Indonesia and IMF Try Again to Save Marriage
The two have struck their third deal in six months to implement a $43 billion economic rescue package.
JAKARTA, INDONESIA
The Indonesian government and the International Monetary Fund are keeping it together after all.
Never mind Indonesia's flirtation with ways to revive its currency without the help of the IMF. Never mind the IMF's decision to withhold the disbursement of a $43 billion rescue package over worries that this government is unwilling to change the way it does business.
Yesterday the government and the fund renewed their commitments to each other and promised to do better this time. But like many couples, they go on because they must go on.
Indonesia has learned that working with the IMF is its only option, analysts say, and the fund seems to have no choice but to cooperate with the regime that led the country into crisis. The alternative is economic collapse in Indonesia, which would hurt many in this nation of 200 million people and harm the global economy.
"This package is doomed to succeed," says one Jakarta-based European diplomat. As his tone suggests, a sense of resignation accompanies the emergence of the third attempt in six months to spell out how the international community will help Indonesia and what the country will do in return.
Earlier versions, agreed upon in October and January, have only gone a short way in restoring international confidence in Indonesia. One measure of this confidence is the exchange rate - it still costs about three times as many Indonesian rupiah to buy one dollar as it did nine months ago.

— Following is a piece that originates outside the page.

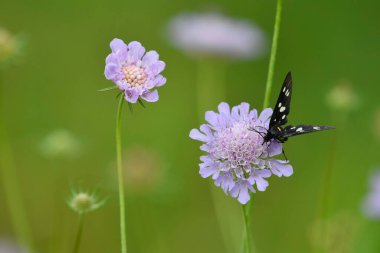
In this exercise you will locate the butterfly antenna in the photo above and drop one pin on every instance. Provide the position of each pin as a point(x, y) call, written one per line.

This devaluation is driving up inflation and unemployment and driving away foreign investors whose involvement is key to Indonesia's economy.
Monitoring the deal
Although the plan's details have not yet been released, pending a review by the Fund's board, an IMF statement said yesterday that the implementation of the deal would be monitored daily by a special Indonesian committee, in cooperation with the IMF and other agencies.

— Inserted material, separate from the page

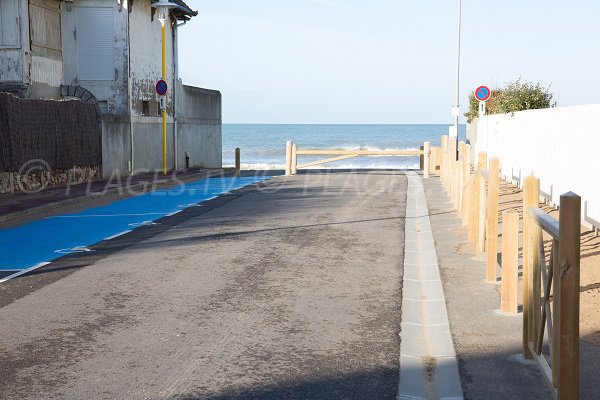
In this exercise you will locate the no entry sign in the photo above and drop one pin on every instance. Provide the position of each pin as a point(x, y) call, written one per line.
point(482, 93)
point(161, 87)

But as World Bank representative Dennis de Tray noted here the other day, the government faces a tough audience. "It's going to be a process of demonstrating to a skeptical country and a skeptical world that they are committed - day by day, week by week - to continue the hard work of implementation."
The government has made some progress in addressing what to do about the more than $70 billion that Indonesian banks and firms have borrowed overseas but now cannot repay. Officials said yesterday that the government was considering ways to help borrowers overcome the effects of the currency devaluation. Bailing out these companies and their bankers is controversial, since it saves those who presumably were aware that business entails risk, but economists argue that the country's economy cannot get back on track without resolving the debt burden.
Really really serious
Although Indonesia's President Suharto himself signed a letter of intent to the IMF on Jan. 15, officials here yesterday assured reporters that the government was really, really serious about this package.
"There is not any single commitment we are not going to undertake. All of them will be implemented," said Ginandjar Kartasasmita, the country's top economic minister.
The Washington-based IMF is the rescue squad of the global economy. Funded by the world's rich nations, it operates as a lender of last resort for countries in economic trouble.
Its programs to help some other countries battered by East Asia's economic crises, notably South Korea and Thailand, are already looking successful.
But the key to helping Asia's economies is restoring international confidence, something that political change helps to do. The Koreans and the Thais have chosen new leaders in the past five months, underscoring their commitment to economic renewal.
Indonesia seems to lack that option. President Suharto has ruled the country for 32 years and shows every sign of wanting to stick around to lead Indonesia out of crisis. At the same time, Indonesia's power structure is built on some less-than-sound economic policies, such as the politically strategic dispensation of cartels and monopolies.
But Mr. Kartasasmita says that apart from rice and soybeans, whose subsidized distribution the government says is necessary to ensure that Indonesians don't go hungry, all monopolies will be abolished.
Curiously, Suharto has named to his most recent Cabinet, installed last month, some of the close associates who have profited from government-sanctioned cartels.
Initially the Cabinet was criticized as a gang of cronies, but foreign officials have come to see them as a group that has the access and economic interests necessary to effect change. "There's a feeling that if anyone can carry it off, these guys can," says another Jakarta-based diplomat.
Changes are afoot in the collusive structure of the Indonesian economy, but the president seems firmly in control of this process. "Everyone wants to lean on Suharto; no one wants to offend him," the European official says.